Uses the same structure as attachments so you can use Streams or files for the content.

DKIM

DKIM signing is not built in and there is no useDKIM() method anymore. Instead you can use the nodemailer-dkim plugin to add signing support. DKIM is still not efficient, as it requires the entire message to be buffered before it can be signed, so beware large attachments when using DKIM.

Transports

Instead of specifying the transport name as a string (eg. 'SMTP'), use transport object constructors.

This is the old way (does not work in 1.0) of creating a transporter object:

var transporter = nodemailer.createTransport('SMTP', opts);  

Now use this:

var tranport = require('transport-plugin-name');  
var transporter = nodemailer.createTransport(transport(opts));  

or for the bundled SMTP transport use:

var transporter = nodemailer.createTransport(opts);  

SMTP

SMTP support is divided into three plugins

  • nodemailer-direct-transport sends messages one by one (new connection for every message) directly to the recipients MX. Used automatically if no configuration is provided to createTransport()
var transporter = nodemailer.createTransport(); // <- zero conf  
  • nodemailer-smtp-transport sends messages one by one (new connection for every message) to a specified SMTP gateway.
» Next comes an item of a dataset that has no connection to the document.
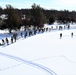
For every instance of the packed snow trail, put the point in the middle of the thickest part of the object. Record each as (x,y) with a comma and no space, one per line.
(49,71)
Bundled with Nodemailer so you do not have to install it separately to use it
  • nodemailer-smtp-pool creates a pool of connections against the specified SMTP gateway and sends messages using available connections in the pool. This used to be the default handler for the 'SMTP' transport in Nodemailer 0.x but in 1.0 it is an optional add on and the bundled SMTP transport does not use pooling anymore. If you send only occasional emails, then the pooling gives no advantage and might cause some issues with long idling connections. If you send a lot of emails, then you should definitely consider using pooling.

SES

You can find SES support from nodemailer-ses-transport

sendmail

You can find Sendmail support from nodemailer-sendmail-transport

pickup

You can find Pickup support from nodemailer-pickup-transport

UPDATE

There was a mixup with nodemailer-smtp-connection secure option. It used to be secureConnection in the old Nodemailer and somehow the old option name slipped through in some parts of the new stack. This is now fixed (Nodemailer v1.0.2 and nodemailer-smtp-transport v1.0.11), so use secure as stated in the docs.